Nimbus Goehausen
About Nimbus Goehausen
Nimbus Goehausen is a Staff Data Engineer at Prophecy in San Francisco, California, with a strong background in big data and data science. He has held various engineering roles at notable companies, including Instagram, Bloomberg LP, and Salesforce, and emphasizes trust, honesty, and learning within software teams.
Work at Prophecy
Nimbus Goehausen has served as a Staff Data Engineer at Prophecy since 2021. In this role, he focuses on big data and data science, applying his expertise to develop effective data solutions. His work emphasizes selecting the appropriate tools for specific tasks, which enhances the efficiency and effectiveness of data operations within the organization.
Previous Experience in Data Engineering
Prior to joining Prophecy, Nimbus Goehausen held various positions in data engineering. He worked at Instagram as a Data Engineer for 11 months in 2019, contributing to data-driven projects. He also served as Principal Data Engineer at Demandbase from 2017 to 2019, where he played a key role in data management and strategy. His experience includes a brief tenure as Lead Data Engineer at Salesforce in 2017.

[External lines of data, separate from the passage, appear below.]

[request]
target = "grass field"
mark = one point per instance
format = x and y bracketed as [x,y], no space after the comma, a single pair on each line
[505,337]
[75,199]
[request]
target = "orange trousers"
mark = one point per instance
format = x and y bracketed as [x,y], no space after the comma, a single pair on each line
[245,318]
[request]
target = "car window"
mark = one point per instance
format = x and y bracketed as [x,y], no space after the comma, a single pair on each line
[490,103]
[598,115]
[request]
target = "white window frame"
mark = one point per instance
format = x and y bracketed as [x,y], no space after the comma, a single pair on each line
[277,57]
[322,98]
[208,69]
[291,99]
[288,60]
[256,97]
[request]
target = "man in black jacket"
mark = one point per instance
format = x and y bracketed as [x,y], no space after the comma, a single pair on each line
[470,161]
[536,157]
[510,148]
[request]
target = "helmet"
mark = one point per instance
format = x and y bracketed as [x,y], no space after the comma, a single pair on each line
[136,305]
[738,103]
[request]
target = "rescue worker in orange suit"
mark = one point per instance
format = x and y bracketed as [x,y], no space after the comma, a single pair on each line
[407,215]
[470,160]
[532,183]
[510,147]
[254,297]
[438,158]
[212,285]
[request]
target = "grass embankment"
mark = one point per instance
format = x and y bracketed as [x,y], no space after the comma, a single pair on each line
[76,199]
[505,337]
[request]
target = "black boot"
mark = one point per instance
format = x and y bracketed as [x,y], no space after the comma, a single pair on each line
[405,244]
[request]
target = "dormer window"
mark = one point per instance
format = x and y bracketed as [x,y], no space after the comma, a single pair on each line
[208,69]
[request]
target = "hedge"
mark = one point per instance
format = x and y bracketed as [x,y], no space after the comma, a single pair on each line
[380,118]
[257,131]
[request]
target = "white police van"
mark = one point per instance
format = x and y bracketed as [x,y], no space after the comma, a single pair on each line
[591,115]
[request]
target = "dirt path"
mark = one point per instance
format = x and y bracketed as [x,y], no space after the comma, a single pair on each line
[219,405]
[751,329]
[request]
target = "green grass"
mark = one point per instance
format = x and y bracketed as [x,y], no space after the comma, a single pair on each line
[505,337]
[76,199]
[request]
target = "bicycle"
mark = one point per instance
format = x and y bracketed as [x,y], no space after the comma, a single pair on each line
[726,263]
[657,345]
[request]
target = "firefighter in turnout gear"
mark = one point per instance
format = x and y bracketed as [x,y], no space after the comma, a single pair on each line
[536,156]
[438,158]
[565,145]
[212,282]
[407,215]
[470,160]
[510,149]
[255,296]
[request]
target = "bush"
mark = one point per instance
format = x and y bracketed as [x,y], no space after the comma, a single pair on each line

Background in Software Engineering
Nimbus Goehausen has a solid background in software engineering, having worked at Bloomberg LP as a Senior Software Engineer from 2015 to 2017. He also gained experience at Radius Intelligence, Inc. as Lead Data Scientist from 2010 to 2015. His early career included roles at UC Berkeley, where he worked as an Engineer and SLC Tutor, providing him with a diverse skill set in both engineering and education.
Education and Expertise
Nimbus Goehausen studied at the University of California, Berkeley, where he earned a Bachelor of Arts degree in Physics and Computer Science from 2004 to 2009. His educational background laid the foundation for his expertise in big data and data science, allowing him to approach software engineering with a focus on simplicity and robustness.
Professional Philosophy
Nimbus Goehausen advocates for a culture of experimentation within software teams, viewing failure as a learning opportunity. He emphasizes the importance of trust, honesty, and continuous learning in team dynamics. His pragmatic approach to software engineering involves building simple, easily replaceable solutions, which reflects his commitment to effective and sustainable software development.